EXHIBIT 10.2
DEAL OUTLINE
THIS DEAL OUTLINE, dated effective as of December 9, 1999, sets forth the
main terms upon which TSET, Inc., a Nevada corporation ("TSET"), will acquire
100% of the issued and outstanding capital stock of Atomic Soccer USA, Ltd., a
Wisconsin corporation ("Atomic Soccer"). TSET and Atomic Soccer intend to enter
into agreements relating to such acquisition as soon as practicable after the
date hereof, based upon the terms described herein, which shall set forth the
definitive rights, obligations, undertakings, and liabilities of the parties.
NOW, THEREFORE, TSET and Atomic Soccer agree to the following main terms:
X. XXXX to acquire 100% of Atomic Soccer in exchange for 1,000,000 TSET
"investment" shares, to be allocated pro rata as requested by Atomic Soccer's
current stockholders, subject to any finder's/broker's fees payable by Atomic
Soccer.
X. XXXX to designate at least one director to Atomic Soccer's board of
directors; day-to-day management and operations to remain in the hands of
current executive management.
C. Atomic Soccer's maquiladora manufacturing facility in Ensenada, Mexico
(Atomic S.A. de C. V.) to be acquired by Atomic Soccer in the near future.
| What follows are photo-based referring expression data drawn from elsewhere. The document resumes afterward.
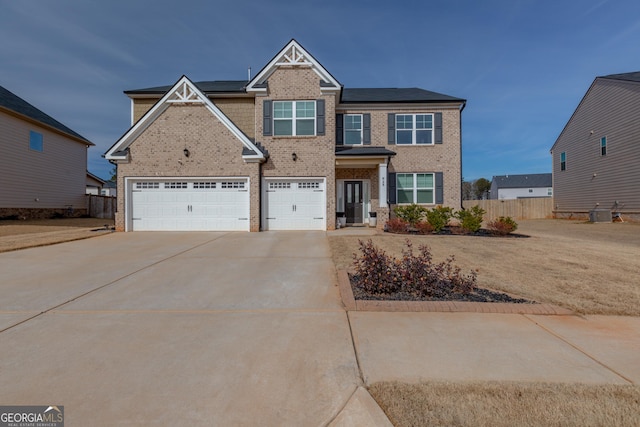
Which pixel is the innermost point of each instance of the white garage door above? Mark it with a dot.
(294, 204)
(183, 205)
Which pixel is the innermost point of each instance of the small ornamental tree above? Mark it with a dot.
(412, 213)
(502, 226)
(471, 219)
(439, 217)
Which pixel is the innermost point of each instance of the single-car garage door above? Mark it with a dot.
(294, 204)
(208, 204)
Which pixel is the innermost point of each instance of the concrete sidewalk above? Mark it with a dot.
(411, 347)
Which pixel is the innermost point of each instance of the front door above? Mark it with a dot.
(353, 202)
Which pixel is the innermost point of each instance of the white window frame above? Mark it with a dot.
(345, 130)
(36, 141)
(414, 129)
(294, 119)
(415, 188)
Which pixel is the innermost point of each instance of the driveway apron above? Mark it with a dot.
(177, 329)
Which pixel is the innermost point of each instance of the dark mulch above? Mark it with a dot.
(458, 231)
(477, 295)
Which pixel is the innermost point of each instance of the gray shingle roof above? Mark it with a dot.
(414, 94)
(347, 150)
(523, 181)
(361, 95)
(14, 103)
(216, 86)
(631, 77)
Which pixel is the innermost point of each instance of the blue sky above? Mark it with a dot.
(522, 65)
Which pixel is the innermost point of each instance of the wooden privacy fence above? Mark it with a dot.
(101, 206)
(516, 208)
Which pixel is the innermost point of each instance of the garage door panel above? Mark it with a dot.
(292, 204)
(189, 205)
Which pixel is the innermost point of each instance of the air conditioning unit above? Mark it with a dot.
(600, 215)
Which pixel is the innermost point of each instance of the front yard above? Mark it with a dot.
(587, 268)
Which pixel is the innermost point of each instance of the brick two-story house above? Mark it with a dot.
(286, 150)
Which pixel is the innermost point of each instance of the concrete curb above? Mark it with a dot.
(361, 410)
(351, 304)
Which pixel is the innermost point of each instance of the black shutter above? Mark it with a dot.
(391, 125)
(266, 118)
(339, 129)
(438, 128)
(439, 188)
(391, 187)
(366, 129)
(320, 117)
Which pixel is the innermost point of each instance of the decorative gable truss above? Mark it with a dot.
(183, 92)
(293, 55)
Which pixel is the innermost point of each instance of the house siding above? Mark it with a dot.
(610, 108)
(51, 179)
(215, 151)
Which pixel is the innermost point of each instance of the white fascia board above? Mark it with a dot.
(275, 63)
(162, 105)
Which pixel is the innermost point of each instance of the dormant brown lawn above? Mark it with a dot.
(587, 268)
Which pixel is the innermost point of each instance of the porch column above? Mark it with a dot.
(382, 185)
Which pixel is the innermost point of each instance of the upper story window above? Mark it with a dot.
(36, 141)
(353, 129)
(414, 129)
(294, 118)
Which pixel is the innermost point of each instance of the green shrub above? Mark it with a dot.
(471, 219)
(411, 213)
(439, 217)
(397, 225)
(502, 226)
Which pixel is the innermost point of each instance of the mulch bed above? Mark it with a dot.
(477, 295)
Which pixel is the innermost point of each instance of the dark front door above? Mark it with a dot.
(353, 201)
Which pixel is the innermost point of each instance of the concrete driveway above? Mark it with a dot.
(177, 329)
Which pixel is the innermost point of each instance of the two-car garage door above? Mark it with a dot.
(208, 204)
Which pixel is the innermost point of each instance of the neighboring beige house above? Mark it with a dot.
(43, 163)
(287, 150)
(534, 185)
(596, 158)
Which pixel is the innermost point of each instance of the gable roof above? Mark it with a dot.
(523, 181)
(293, 55)
(13, 103)
(184, 91)
(366, 95)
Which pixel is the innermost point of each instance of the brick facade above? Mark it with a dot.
(217, 152)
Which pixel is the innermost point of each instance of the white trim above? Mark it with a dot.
(292, 55)
(128, 190)
(264, 196)
(190, 93)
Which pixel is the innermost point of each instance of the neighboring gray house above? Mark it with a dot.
(43, 162)
(504, 187)
(95, 184)
(596, 158)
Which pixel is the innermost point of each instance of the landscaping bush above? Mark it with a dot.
(417, 275)
(410, 213)
(397, 225)
(439, 217)
(471, 219)
(502, 226)
(424, 227)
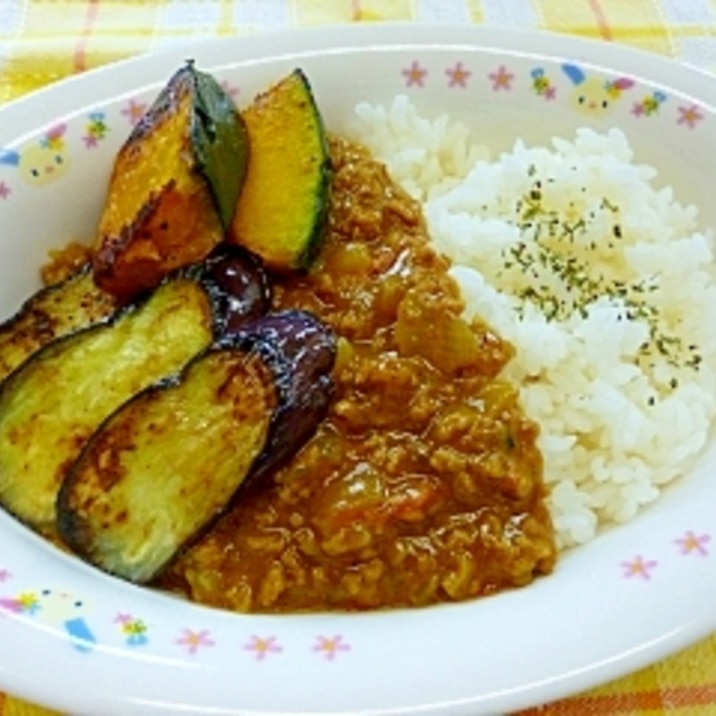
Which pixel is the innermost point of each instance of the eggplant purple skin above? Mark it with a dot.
(300, 351)
(238, 286)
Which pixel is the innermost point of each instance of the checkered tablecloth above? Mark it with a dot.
(42, 41)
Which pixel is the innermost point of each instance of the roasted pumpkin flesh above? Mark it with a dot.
(283, 206)
(173, 187)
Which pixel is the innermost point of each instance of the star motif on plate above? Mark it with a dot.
(638, 567)
(330, 647)
(458, 75)
(195, 640)
(689, 116)
(691, 543)
(263, 646)
(415, 75)
(501, 79)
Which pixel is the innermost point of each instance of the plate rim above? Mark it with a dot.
(310, 40)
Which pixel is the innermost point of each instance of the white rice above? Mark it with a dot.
(615, 426)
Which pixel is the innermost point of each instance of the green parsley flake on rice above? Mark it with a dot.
(603, 283)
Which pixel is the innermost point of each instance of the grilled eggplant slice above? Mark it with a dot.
(73, 303)
(240, 286)
(300, 351)
(52, 403)
(166, 463)
(174, 186)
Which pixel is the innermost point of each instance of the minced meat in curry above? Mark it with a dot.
(424, 482)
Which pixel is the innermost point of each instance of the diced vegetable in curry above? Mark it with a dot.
(298, 420)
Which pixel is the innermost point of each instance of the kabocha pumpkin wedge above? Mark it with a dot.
(52, 403)
(54, 311)
(166, 463)
(283, 206)
(174, 186)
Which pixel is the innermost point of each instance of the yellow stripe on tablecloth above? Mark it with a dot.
(637, 22)
(311, 12)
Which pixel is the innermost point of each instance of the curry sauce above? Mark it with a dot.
(424, 482)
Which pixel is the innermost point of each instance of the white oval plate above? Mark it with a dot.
(77, 640)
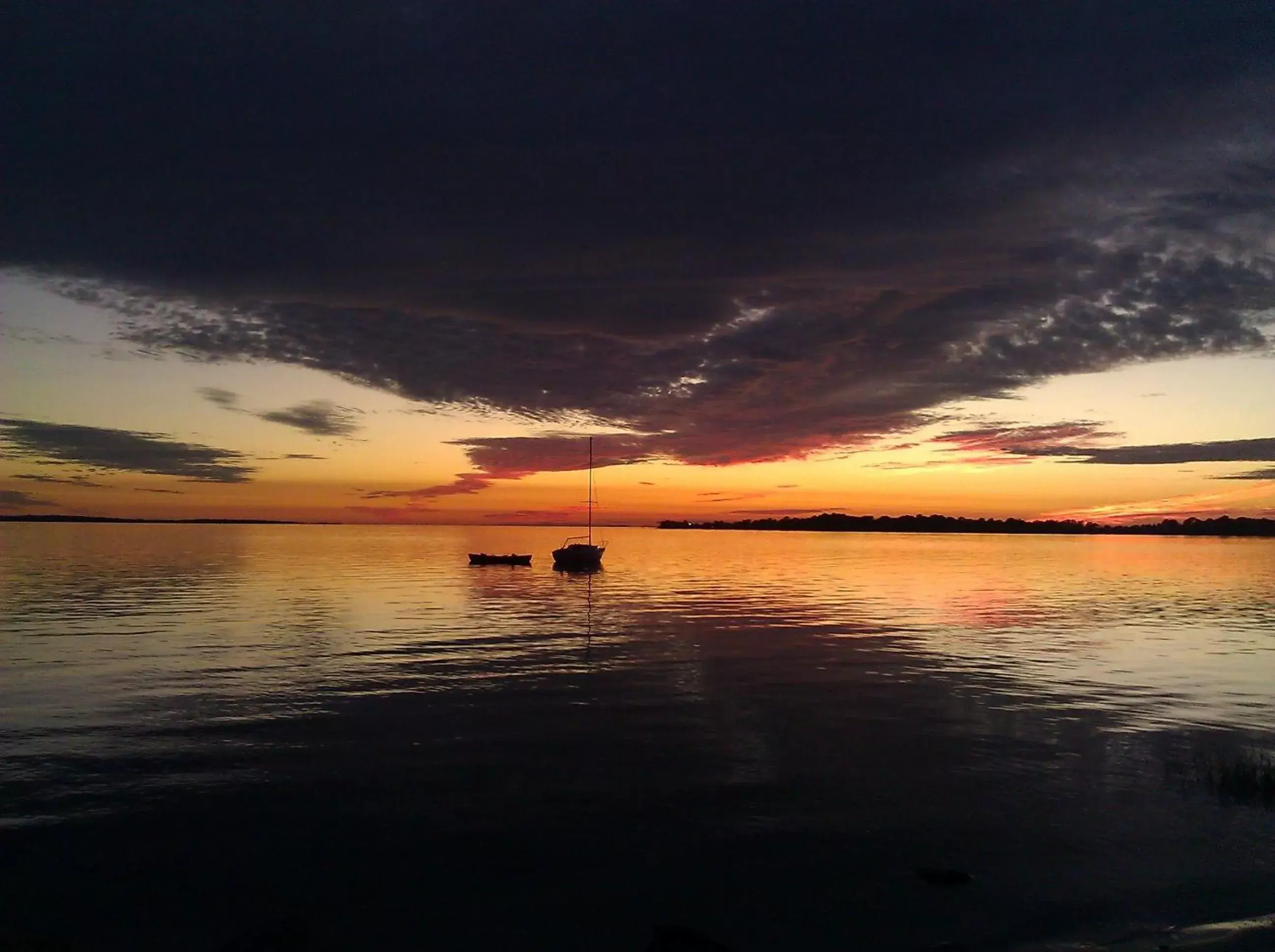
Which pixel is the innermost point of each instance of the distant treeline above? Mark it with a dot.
(842, 523)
D. Following the proposed acquisition, Atomic Soccer to conduct its
business as heretofore conducted, with management and employees to diligently
seek at all times to advance the interests, value, and expansion of the business
enterprise, and protection of its trademarks, tradenames, and other valuable
rights. Atomic Soccer's primary focus will be to further develop and expand the
U.S. market for its products; international development to be considered in the
future, once U.S. market development has been deemed sufficiently developed to
warrant such expansion.
X. XXXX to assist and support Atomic Soccer's capital-raising efforts, with
Atomic Soccer projecting operational funding needs of up to $1,000,000 over the
next 12 months, to be described in more detail by Atomic Soccer's management in
a written "use of proceeds" and pursuant to approved budgets. If necessary, TSET
to use its own shares to raise such capital. TSET does not assume or obligate
itself with respect to Atomic Soccer's indebtedness, operating expenses, or
other financial liabilities including, without limitation, those financial
obligations owed to Xxxxx Xxxxxxxx and Xxxx Xxx.
X. XXXX understands that Atomic Soccer currently has outstanding a $500,000
revolving line of credit, and that the guaranty thereof provided by Xxxxx
Xxxxxxxx must be replaced on or before June 30, 1999. TSET to act to retire, or
renew such line of credit with replacement guaranties, on or before June 30,
2000.
X. XXXX and Atomic Soccer to consider a spin-off of Atomic Soccer into its
own public vehicle at a mutually agreed time in the future (not earlier than
12-18 months following the proposed acquisition) with TSET or its designees to
retain an appropriate ownership interest.
X. XXXX and Atomic Soccer to issue a press release upon signing this Deal
Outline, indicating their agreement to the main terms set forth herein.